Katie Buckland has been experiencing a lot of firsts lately as the executive director of the Writers Guild Foundation.
When the WGA strike kicked off in May, she and her small staff were asked to manage the “forlorn and sad little” picket line outside of Universal Gate 8 on Barham Boulevard, where they experienced brutally hot days and the not-so-pleasant development that’s come to be known as Treegate.
“I felt like I lived there for a couple of months, but my staff did a tremendous job of keeping it as entertaining as possible,” Buckland says proudly. “I don’t know why, but every time we pushed the button for the stoplight at that corner, it said ‘change password.’ We never figured it out.”

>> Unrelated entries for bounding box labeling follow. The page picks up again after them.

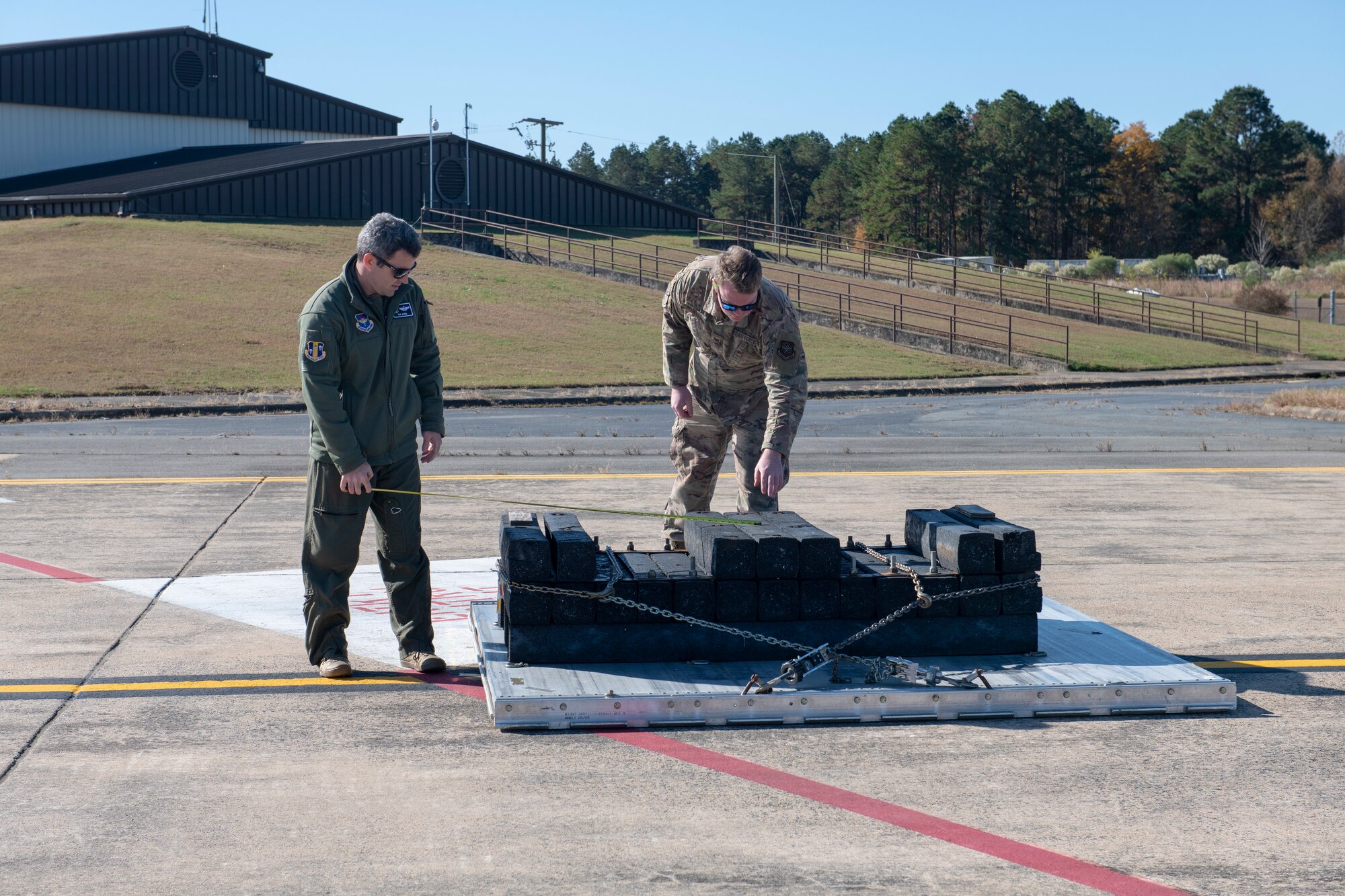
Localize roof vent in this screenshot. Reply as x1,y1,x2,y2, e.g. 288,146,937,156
172,47,206,90
434,159,467,202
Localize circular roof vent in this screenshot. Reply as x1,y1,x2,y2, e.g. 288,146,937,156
434,159,467,202
172,47,206,90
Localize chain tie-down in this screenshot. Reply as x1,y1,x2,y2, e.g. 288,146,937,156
506,542,1041,694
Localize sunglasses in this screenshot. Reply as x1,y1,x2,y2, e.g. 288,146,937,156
714,284,761,311
374,255,420,280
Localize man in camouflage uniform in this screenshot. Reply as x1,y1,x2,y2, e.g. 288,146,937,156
663,246,808,548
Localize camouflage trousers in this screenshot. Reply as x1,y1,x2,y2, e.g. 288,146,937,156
663,394,790,541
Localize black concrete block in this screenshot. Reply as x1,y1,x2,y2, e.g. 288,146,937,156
683,520,757,579
714,579,757,622
724,513,799,579
650,551,714,620
837,573,878,619
597,551,640,626
507,615,1037,659
935,524,995,576
958,576,1005,616
905,509,956,560
761,512,841,579
500,513,555,581
799,579,841,619
616,551,672,623
538,513,597,581
757,579,799,622
500,581,551,626
999,573,1041,616
944,505,1041,573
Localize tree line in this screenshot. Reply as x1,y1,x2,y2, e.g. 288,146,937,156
569,86,1345,265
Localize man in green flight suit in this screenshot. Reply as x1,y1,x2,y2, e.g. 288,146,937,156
663,246,808,548
299,212,445,678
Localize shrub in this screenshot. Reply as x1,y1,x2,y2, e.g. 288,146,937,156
1087,255,1116,280
1154,251,1196,277
1233,282,1289,315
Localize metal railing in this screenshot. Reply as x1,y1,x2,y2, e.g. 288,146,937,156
697,218,1303,352
421,208,1069,364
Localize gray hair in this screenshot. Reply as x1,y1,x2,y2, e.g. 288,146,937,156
355,211,421,258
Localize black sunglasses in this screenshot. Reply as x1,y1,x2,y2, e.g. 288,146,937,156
714,284,761,311
370,253,420,280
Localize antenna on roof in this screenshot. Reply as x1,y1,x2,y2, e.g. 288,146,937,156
200,0,219,38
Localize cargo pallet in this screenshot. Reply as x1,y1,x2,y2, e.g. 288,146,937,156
469,598,1237,731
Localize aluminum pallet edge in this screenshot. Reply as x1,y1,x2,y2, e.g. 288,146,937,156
469,598,1237,731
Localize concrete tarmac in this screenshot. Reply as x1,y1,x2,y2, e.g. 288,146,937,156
0,383,1345,893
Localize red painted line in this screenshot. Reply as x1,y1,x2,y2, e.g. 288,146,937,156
0,555,102,585
596,731,1189,896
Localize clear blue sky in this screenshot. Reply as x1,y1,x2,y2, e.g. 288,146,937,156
0,0,1345,160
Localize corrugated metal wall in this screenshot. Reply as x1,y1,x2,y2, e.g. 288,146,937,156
0,102,347,180
0,30,397,136
0,137,695,230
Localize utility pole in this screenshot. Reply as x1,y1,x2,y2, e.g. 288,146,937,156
519,116,565,161
463,102,472,207
429,106,438,208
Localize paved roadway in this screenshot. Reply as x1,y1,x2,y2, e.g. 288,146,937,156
0,383,1345,893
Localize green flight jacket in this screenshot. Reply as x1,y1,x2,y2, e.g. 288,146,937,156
299,255,444,474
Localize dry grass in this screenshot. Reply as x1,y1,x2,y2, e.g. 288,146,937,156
0,218,1003,395
1266,386,1345,410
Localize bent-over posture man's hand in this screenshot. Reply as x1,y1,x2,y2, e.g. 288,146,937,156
752,448,784,498
421,429,444,464
668,386,691,419
340,460,374,495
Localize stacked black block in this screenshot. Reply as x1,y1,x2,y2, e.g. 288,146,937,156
500,505,1041,665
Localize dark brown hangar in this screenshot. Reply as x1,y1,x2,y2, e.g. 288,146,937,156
0,28,698,230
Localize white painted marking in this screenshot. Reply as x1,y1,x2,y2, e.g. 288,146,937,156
101,557,498,666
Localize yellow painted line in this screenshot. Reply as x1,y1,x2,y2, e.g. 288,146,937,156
1196,657,1345,669
0,676,421,694
0,467,1345,486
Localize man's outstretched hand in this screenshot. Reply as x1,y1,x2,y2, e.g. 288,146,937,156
340,460,374,495
668,386,691,419
421,429,444,464
752,448,784,498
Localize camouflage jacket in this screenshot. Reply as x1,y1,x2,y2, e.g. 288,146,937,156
663,255,808,455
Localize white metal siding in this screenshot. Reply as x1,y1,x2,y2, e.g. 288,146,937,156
0,102,351,179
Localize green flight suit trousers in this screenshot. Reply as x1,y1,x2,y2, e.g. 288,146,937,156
303,454,434,666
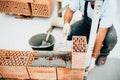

Now that the strike is over, she’s facing an unprecedented chapter in her 10 years of managing the non-profit that offers support and training programs for aspiring screenwriters: her operating budget is at 0. The five-month-long work stoppage dried up any and all donations to the foundation that is a separate legal entity from the WGA, even though they rent space inside the guild’s building and do occasional projects with the union.
“The studios fund some of our pipeline programs, particularly a program called Writers Access, which is amazing and has trained brilliant young writers to be script coordinators and writers assistants as a stepping stone to a career in writing,” explains Buckland. “There’s also some studio funding for a screenwriting program we run for veterans. The [studio people] felt very bad about it, but the second day of the strike they called and said, ‘we’re so sorry. We cannot give you the money that we had promised you.’ Writing a check to us was the same thing as writing a check to the Guild, which they were not going to do. So it was kind of a tough day at work.”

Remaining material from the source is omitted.